The laser test can cause leg pain that radiates downward as the leg is slowly raised above a 60° angle and sometimes less. This test is sensitive to sciatica; Pain that radiates down the affected leg when the contralateral leg is elevated (contralateral lasgue test) is more specific. The test can be done while the patient is sitting with the hip flexed at 90°; The lower leg is raised slowly until the knee joint is fully extended. If sciatica is present, pain in the spine (and often neuropathic symptoms) occurs when extending the leg.
- Think of sciatica based on typical pain. If in doubt, check muscles, reflexes, and sensation. If nerve damage is present or if symptoms persist for >6 weeks, further imaging and electromyography are needed. The structural abnormalities that cause sciatica (including spinal stenosis) are most accurately diagnosed by MRI or CT.
- Electromyography can confirm nerve root compression and can rule out sciatica-like conditions, such as polyneuropathy. These methods can help identify lesions involving one or more roots and whether clinical findings correlate with MRI abnormalities (especially of preoperative value).
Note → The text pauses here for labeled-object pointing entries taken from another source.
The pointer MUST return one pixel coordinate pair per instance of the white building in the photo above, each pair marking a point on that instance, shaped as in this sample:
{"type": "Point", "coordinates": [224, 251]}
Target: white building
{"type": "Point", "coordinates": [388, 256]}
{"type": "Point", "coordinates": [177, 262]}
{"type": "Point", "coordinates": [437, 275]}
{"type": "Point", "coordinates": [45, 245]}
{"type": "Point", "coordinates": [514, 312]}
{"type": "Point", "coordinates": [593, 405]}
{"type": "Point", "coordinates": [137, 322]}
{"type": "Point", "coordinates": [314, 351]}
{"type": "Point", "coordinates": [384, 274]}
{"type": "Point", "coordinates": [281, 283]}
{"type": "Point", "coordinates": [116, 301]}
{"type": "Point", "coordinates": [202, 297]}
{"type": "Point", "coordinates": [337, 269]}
However, abnormalities may not be evident on electromyography until several weeks after symptoms begin.
- Physical therapy
Acute pain may subside after 24 to 48 hours of rest in a supine position with the head of the bed elevated about 30° (semi-Fowler position). Low back pain treatments, including non-opioid pain relievers (eg, NSAIDs, acetaminophen) can last up to 6 weeks. Neuroleptics see Treatment), such as gabapentin, other anticonvulsants, or low-dose tricyclic antidepressants (not tricyclics are better), may relieve symptoms. Gabapentin 100 to 300 mg orally at bedtime can be given initially, but the dose is usually much higher, up to 3600 mg/day. As with all sedatives, caution should be exercised in the elderly, patients at risk of falls, patients with cardiac arrhythmias, and those with chronic kidney disease.
Muscle spasticity can be relieved with heat or cold therapy (see Rehabilitation measures in the treatment of pain and inflammation), and physical therapy may be helpful. Whether corticosteroids should be used to treat acute neuropathic pain is controversial. Epidural corticosteroids can relieve pain, but should not be used unless pain is severe or persistent. Some clinicians use oral corticosteroids.
- Surgery is indicated only for ponytail syndrome or obvious disc herniation with one of the following:
Muscle weakness. Progressive nerve damage.
Severe pain, difficult to treat, interferes with work or personal activities in psychologically stable patients and does not improve after 6 weeks of conservative treatment; However, in such cases, another diagnostic evaluation and review is needed, such as myofascial pain syndrome.
Classic, limited discectomy to treat herniated discs is the standard surgery. If the disc herniation is localized, microdiscectomy can be performed, so that the skin incision and discectomy can be smaller. No longer use intra-disc injection Chemonucleolysis.